Kukira, guruku masa itu tak hanya menguasai psikologi pendidikan, tapi juga membaca psikologi peserta didik saat ujian.
Jadi, jika sehari ada dua pelajaran yang diujikan. Maka varian ujiannya adalah: Satu pelajaran mudah, diduetkan dengan satu pelajaran susah.
Misalnya, pelajaran MM yang dianggap sulit, diduetkan dengan mata pelajaran semisal Pancasila (PMP). Alasan sederhananya, satu ilmu pasti yang butuh rumus, satunya butuh logika dan nalar.
Bisa juga varian Pelajaran Kesenian (Sekarang SBDP) dengan Pelajaran IPA. Pelajaran Agama dengan Bahasa Indonesia, Pelajaran IPS dengan pelajaran olahraga (Penjaskes).
Untungnya. Saat ini, pengkategorian pada pelajaran susah dan mudah itu tak lagi berlaku.
Namun, hematku, dari kacamata psikologi pendidikan, semakin gawat! Penyelenggara sekolah terlupa membaca psikologi anak saat ujian.
Dan, terlupa mendesain beban bahan ajar yang mesti dilahap anak-anak jika sedang ujian. Jika ujian dianggap sebagai evaluasi dan keberhasilan Kegiatan Belajar Mengajar.

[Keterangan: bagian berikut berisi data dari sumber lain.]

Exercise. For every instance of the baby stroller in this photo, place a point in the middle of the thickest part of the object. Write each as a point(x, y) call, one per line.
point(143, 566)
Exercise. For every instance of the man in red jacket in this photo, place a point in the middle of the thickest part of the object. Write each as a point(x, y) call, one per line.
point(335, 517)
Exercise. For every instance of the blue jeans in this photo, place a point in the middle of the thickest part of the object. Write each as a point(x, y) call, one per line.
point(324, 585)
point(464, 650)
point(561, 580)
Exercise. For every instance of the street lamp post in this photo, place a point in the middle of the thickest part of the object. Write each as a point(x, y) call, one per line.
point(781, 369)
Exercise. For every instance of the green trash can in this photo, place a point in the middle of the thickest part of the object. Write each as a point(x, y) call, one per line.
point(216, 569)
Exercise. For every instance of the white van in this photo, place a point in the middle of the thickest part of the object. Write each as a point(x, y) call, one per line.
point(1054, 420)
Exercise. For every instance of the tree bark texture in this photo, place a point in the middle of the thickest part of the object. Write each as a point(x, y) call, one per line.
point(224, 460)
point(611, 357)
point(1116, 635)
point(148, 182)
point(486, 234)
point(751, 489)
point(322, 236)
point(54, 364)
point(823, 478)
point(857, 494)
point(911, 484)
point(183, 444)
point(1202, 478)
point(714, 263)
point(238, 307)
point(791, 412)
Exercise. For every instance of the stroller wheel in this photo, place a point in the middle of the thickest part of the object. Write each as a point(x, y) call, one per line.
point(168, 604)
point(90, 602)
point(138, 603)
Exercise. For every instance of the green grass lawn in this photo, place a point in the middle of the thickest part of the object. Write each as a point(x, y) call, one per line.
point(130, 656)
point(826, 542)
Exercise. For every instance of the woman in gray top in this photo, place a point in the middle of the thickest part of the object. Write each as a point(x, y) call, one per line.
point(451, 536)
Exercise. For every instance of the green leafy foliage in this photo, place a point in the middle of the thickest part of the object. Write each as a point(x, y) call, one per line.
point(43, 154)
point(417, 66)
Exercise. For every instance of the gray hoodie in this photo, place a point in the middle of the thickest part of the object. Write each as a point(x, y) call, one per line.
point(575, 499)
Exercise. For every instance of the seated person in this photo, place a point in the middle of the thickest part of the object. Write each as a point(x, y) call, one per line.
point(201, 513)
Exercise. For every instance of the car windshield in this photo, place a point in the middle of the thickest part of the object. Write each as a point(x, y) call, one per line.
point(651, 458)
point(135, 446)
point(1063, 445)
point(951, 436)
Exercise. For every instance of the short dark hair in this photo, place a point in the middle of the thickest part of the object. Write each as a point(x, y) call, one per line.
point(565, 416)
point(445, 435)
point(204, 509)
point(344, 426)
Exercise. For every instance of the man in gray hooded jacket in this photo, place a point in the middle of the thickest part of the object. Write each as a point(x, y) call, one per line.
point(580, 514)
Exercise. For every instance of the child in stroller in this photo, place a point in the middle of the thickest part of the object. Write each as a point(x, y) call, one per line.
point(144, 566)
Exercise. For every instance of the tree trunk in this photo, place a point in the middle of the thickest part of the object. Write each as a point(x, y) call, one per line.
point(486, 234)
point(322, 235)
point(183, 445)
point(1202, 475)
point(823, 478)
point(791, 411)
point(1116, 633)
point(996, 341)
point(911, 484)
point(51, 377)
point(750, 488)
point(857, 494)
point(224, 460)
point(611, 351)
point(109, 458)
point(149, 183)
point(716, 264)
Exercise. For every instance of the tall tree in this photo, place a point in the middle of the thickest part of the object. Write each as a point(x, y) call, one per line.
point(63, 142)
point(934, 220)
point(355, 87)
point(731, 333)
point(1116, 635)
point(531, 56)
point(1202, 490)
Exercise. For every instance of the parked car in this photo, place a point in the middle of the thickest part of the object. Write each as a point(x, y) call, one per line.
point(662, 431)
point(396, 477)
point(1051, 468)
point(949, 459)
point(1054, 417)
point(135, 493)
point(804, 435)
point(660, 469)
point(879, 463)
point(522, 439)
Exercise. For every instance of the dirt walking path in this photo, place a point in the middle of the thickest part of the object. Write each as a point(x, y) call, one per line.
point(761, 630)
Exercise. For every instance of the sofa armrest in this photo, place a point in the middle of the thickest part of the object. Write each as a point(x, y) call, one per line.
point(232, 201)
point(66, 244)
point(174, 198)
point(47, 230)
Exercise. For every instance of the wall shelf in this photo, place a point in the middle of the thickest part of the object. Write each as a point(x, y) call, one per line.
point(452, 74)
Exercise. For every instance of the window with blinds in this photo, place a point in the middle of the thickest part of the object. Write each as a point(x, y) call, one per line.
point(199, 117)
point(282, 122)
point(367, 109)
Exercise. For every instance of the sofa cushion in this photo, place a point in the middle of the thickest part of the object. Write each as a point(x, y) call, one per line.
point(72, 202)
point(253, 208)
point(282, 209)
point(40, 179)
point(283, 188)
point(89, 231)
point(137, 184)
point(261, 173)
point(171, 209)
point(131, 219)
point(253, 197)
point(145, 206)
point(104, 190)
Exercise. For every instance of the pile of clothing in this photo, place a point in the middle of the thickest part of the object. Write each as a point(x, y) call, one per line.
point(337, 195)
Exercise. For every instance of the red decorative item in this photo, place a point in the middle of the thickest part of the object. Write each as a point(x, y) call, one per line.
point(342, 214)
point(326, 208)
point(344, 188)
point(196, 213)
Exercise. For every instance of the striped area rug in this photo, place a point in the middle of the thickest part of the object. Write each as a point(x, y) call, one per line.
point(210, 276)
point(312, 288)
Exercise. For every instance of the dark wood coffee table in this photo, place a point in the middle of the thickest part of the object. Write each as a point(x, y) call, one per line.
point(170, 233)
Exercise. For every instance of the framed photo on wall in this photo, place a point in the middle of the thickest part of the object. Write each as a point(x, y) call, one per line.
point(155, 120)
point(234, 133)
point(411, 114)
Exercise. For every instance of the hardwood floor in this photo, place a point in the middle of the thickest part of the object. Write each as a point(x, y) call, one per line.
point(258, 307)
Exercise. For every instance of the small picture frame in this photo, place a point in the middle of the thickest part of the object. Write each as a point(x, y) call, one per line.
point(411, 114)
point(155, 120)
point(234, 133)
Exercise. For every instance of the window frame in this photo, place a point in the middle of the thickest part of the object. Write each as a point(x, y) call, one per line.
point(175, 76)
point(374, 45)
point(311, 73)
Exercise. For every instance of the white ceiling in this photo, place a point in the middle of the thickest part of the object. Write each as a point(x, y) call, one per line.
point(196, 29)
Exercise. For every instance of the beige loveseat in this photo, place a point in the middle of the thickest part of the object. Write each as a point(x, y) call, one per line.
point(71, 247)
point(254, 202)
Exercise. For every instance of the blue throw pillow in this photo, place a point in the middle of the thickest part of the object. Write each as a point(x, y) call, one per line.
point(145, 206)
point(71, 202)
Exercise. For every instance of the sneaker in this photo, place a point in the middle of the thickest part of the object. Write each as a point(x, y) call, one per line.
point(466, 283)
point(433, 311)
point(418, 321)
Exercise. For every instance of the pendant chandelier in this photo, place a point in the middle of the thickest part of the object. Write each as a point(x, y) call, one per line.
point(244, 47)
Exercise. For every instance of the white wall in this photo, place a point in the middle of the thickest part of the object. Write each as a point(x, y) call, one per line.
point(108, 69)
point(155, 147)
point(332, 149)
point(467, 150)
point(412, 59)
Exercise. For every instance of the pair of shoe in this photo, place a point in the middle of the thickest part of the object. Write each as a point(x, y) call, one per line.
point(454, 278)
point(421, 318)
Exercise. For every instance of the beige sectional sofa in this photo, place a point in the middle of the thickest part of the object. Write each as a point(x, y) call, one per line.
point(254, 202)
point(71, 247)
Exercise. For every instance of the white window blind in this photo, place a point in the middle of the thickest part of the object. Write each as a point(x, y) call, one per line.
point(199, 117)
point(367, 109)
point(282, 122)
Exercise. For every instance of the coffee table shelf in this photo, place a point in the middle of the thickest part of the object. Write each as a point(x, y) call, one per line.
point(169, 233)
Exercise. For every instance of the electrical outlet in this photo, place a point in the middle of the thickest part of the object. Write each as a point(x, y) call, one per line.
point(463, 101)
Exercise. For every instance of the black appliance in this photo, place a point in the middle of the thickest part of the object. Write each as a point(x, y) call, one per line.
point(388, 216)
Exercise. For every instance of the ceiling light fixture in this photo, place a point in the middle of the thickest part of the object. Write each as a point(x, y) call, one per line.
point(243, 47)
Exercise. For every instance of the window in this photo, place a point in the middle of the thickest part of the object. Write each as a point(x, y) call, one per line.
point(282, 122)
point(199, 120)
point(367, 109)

Anakku pernah mendapat jadwal ujian, satu hari itu ujian mata Pelajaran IPA dan IPS! Keduanya mata pelajaran dengan materi cenderung hapalan daripada pemahaman, kan?
Usai diskusi saat pembagian rapor, antara pihak sekolah dan sesama wali murid. Maka, desain itu diubah pada semester berikutnya.
Ada juga cerita lucu yang aku dapatkan cerita temanku. Jadwal ujian anaknya, satu hari tiga pelajaran. Astaga! Itu ujian atau balapan?